We present a theoretical and empirical investigation of the statistical behaviour of the words in a text produced by human language. To this aim, we analyse the word distribution of various texts of Italian language selected from a specific literary corpus. We firstly generalise a theoretical framework elaborated by ourselves to identify 'quantum mechanical statistics' in large-size texts. Then, we show that, in all analysed texts, words distribute according to 'Bose--Einstein statistics' and show significant deviations from 'Maxwell--Boltzmann statistics'. Next, we introduce an effect of 'word randomization' which instead indicates that the difference between the two statistical models is not as pronounced as in the original cases. These results confirm the empirical patterns obtained in texts of English language and strongly indicate that identical words tend to 'clump together' as a consequence of their meaning, which can be explained as an effect of 'quantum entanglement' produced through a phenomenon of 'contextual updating'. More, word randomization can be seen as the linguistic-conceptual equivalent of an increase of temperature which destroys 'coherence' and makes classical statistics prevail over quantum statistics. Some insights into the origin of quantum statistics in physics are finally provided.

Figures (6)

• Figure 1: We report the numbers of appearance $N(E_i)$ of the words in the text "Cuore" ("Heart"), ranked from lowest energy level, i.e. the most frequent word, to highest energy level, i.e. the least frequent word. The blue graph (almost entirely below the red graph, see Fig. \ref{['heart_2']}) corresponds to empirical data, i.e. the collected numbers of appearance from the text, the red graph is a Bose--Einstein distribution model for the same numbers of appearance, and the green graph is a Maxwell--Boltzmann distribution model. The red and blue graphs coincide almost completely, whereas the green graph presents large deviations from the blue graph of the data. This shows that the Bose--Einstein distribution does provide a good model for the numbers of appearance, while the Maxwell--Boltzmann distribution does not.

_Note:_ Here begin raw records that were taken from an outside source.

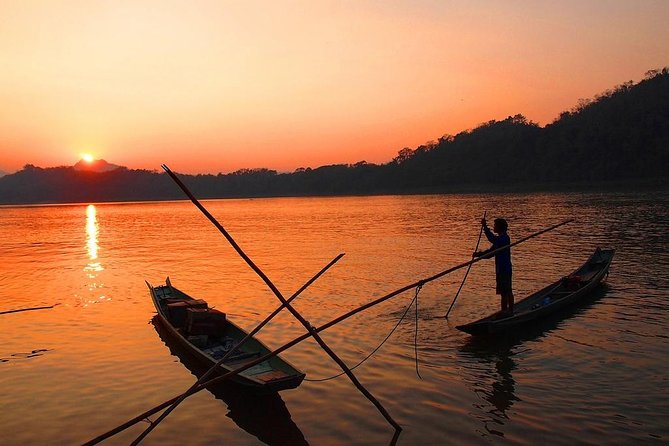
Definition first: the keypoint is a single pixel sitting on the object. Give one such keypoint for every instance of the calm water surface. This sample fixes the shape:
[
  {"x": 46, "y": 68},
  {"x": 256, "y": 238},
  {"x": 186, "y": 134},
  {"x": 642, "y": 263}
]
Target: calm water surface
[{"x": 596, "y": 375}]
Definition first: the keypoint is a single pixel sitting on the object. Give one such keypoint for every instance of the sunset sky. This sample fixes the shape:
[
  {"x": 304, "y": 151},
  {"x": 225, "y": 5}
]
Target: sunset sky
[{"x": 215, "y": 86}]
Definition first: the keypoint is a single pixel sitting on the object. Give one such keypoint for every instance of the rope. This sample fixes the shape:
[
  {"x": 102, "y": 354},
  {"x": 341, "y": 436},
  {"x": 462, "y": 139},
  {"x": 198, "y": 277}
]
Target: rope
[
  {"x": 406, "y": 310},
  {"x": 415, "y": 336}
]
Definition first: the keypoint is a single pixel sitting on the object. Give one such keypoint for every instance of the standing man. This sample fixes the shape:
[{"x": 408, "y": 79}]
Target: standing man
[{"x": 503, "y": 268}]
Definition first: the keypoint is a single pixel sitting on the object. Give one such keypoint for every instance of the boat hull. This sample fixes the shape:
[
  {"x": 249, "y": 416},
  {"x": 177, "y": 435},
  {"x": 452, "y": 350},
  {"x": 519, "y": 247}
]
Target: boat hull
[
  {"x": 551, "y": 299},
  {"x": 272, "y": 375}
]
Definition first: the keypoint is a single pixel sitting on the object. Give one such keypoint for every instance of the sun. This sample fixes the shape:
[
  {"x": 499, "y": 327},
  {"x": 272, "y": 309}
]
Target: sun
[{"x": 87, "y": 157}]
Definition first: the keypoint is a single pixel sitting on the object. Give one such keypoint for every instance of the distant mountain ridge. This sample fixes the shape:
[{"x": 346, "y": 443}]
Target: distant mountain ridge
[
  {"x": 620, "y": 136},
  {"x": 95, "y": 166}
]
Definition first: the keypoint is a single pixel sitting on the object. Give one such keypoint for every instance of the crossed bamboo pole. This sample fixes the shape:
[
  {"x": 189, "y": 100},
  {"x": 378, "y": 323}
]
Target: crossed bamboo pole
[
  {"x": 284, "y": 302},
  {"x": 237, "y": 346},
  {"x": 301, "y": 338}
]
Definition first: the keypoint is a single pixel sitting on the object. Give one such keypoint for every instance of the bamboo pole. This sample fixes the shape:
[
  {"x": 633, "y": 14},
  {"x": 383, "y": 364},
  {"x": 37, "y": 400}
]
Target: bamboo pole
[
  {"x": 239, "y": 344},
  {"x": 468, "y": 268},
  {"x": 301, "y": 338},
  {"x": 290, "y": 308}
]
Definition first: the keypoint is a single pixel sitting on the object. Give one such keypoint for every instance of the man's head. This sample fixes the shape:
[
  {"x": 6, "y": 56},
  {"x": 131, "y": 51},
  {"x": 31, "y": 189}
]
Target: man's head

• Figure 2: We report the $\log / \log$ graphs of the numbers of appearance of Fig. \ref{['heart_1']}, and their Bose--Einstein and Maxwell--Boltzmann distribution models. As already noted in Fig. \ref{['heart_1']}, the red and blue graphs coincide almost completely, whereas the green graph presents large deviations from the blue graph of the data. This shows that the Bose--Einstein distribution does provide a good model for the numbers of appearance, while the Maxwell--Boltzmann distribution does not.
• Figure 3: We report the energy distribution of the text "Cuore" ("Heart"). More precisely, the blue graph reports the energy $E_iN(E_i)$ of the text per energy level $E_i=i$, the red graph reports the same energy per energy level as modelled by the Bose--Einstein distribution, while the green graph, reports the energy per energy level as modelled by the Maxwell--Boltzmann distribution.
• Figure 4: We report the numbers of appearance $N(E_i)$ of the words in the randomized version of the text "Senilità" ("As a Man Grows Older"), ranked from lowest energy level, corresponding to the most frequent word, to highest energy level, corresponding to the least frequent word. The blue graph represents empirical data, i.e. the collected numbers of appearance from the randomized text, the red graph is a Bose--Einstein distribution model for the same numbers of appearance, and the green graph is a Maxwell--Boltzmann distribution model. The Bose--Einstein distribution is still a good model for the numbers of appearance, but the quality of the Maxwell--Boltzmann distribution model is now much better.
• Figure 5: We report the $\log / \log$ graphs of the numbers of appearance of Fig. \ref{['senilitarandom_1']}, and their Bose--Einstein and Maxwell--Boltzmann distribution models. As already noted in Fig. \ref{['senilitarandom_1']}, the Bose--Einstein distribution is still a good model for the numbers of appearance, but the quality of the Maxwell--Boltzmann distribution model is now much better.